I hear a crash from the far side of the room. Sigmund, colliding first with the desk and then with the floor.

“Holy shit, it can get out!”

Boots’s tank has no glass. Yeah. I’ve had this reaction before.

“Uh, are you okay?”

Sigmund is on the floor, surrounded by a stapler, an upturned cup of pens, and a scattered pile of P&L reports.

“What is going on in here?”

Sigmund leaps upright at Nic’s voice, looking from her to the tank to me to the floor. Then he drops, grabbing papers and desperately sorting them into a pile to repopulate the desk.

“Um! Oh, um. I’m sorry. I’m so sorry, I—”

I wander over to help clean up, replacing the stapler and saying, “You should maybe warn people about the snake.”
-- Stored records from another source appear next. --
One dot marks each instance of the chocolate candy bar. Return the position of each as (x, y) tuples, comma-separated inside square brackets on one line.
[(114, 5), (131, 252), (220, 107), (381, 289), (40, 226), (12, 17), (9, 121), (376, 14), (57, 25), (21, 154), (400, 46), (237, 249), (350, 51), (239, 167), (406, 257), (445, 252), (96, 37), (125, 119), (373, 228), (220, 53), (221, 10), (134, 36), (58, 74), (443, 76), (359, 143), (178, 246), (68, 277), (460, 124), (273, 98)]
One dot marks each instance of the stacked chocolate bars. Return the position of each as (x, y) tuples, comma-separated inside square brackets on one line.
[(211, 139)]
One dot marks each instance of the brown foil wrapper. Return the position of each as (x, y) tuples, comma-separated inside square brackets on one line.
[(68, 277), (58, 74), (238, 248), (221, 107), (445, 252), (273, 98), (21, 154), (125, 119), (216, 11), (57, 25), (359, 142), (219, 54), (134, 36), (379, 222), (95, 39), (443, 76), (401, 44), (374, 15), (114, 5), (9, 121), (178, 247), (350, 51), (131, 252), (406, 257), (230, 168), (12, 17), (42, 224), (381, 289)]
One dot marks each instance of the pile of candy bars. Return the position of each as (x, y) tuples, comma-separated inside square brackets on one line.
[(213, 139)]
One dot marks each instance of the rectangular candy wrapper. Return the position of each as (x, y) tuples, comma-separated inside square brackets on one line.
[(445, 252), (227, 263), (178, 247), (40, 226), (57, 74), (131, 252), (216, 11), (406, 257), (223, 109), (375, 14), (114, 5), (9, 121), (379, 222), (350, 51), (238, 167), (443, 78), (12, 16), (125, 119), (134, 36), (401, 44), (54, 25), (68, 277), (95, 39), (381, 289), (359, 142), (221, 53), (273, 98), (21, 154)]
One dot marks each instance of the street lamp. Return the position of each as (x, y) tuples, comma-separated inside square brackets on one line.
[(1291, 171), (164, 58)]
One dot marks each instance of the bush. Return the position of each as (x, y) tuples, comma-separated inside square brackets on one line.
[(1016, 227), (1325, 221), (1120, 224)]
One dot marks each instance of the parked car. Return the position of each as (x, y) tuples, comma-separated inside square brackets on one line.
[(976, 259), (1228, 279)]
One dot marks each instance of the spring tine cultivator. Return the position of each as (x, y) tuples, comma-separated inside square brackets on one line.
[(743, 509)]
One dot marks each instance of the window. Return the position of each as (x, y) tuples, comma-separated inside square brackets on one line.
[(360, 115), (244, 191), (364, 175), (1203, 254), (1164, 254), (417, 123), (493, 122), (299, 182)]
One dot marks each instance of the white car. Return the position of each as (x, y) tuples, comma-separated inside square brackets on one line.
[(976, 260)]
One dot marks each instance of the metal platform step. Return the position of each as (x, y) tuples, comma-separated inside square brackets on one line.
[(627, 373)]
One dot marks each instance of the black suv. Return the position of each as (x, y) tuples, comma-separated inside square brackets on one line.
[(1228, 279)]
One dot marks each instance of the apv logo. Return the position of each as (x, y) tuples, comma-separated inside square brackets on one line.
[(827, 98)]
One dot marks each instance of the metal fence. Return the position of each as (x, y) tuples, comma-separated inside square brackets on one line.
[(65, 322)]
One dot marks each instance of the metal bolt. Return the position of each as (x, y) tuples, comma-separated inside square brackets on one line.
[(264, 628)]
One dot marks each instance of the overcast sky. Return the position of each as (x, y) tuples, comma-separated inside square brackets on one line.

“Lain!” Sigmund hisses. Everything about him screams, You’re going to get us fired, you asshole!, especially his thoughts.

Nic just sighs. “Boots has been Mr. Hale’s . . . companion for many years. She will not harm you.”

I take the papers from Sigmund, reordering them and letting him worry about the pens. While he’s busy, I give Nic a grin and a gormless shrug, earning another scowl as she storms out of the room, pulling the door closed behind her.

I don’t take it personally. Nic’s job is to look after the company, to stop me wrecking it with shitty fucking decisions. Hence her not approving of my current actions.

When she’s gone, Sigmund says, “Oh god, we’re both so dead.”

“It’ll be fine, man.” I take the cup of pens Sigmund is waving around and put them back on the desk. “See? Good as new!”

“So. Dead,” he repeats. “Fired. Axed. Gone.”

“I wouldn’t worry.”

“Utterly unemployable.” Sigmund scrambles upright. “That happens, you know. People get blacklisted for things like this.”

I laugh. “Not for things like this,” I say. Not that I’ve never ruined someone’s life over an office fuckup before, but it wasn’t exactly spilled pens and ophidiophobia. I thump Sigmund playfully on the arm and add, “I mean, maybe if we don’t manage to fix Hale’s printer . . .”

He groans, hiding his face behind his hands, and I laugh.

The fix does actually take him longer than I expected, and he resorts to Google more than once. But he gets there in the end.

And, in the meantime, I stand back, eyes closed, and watch him work.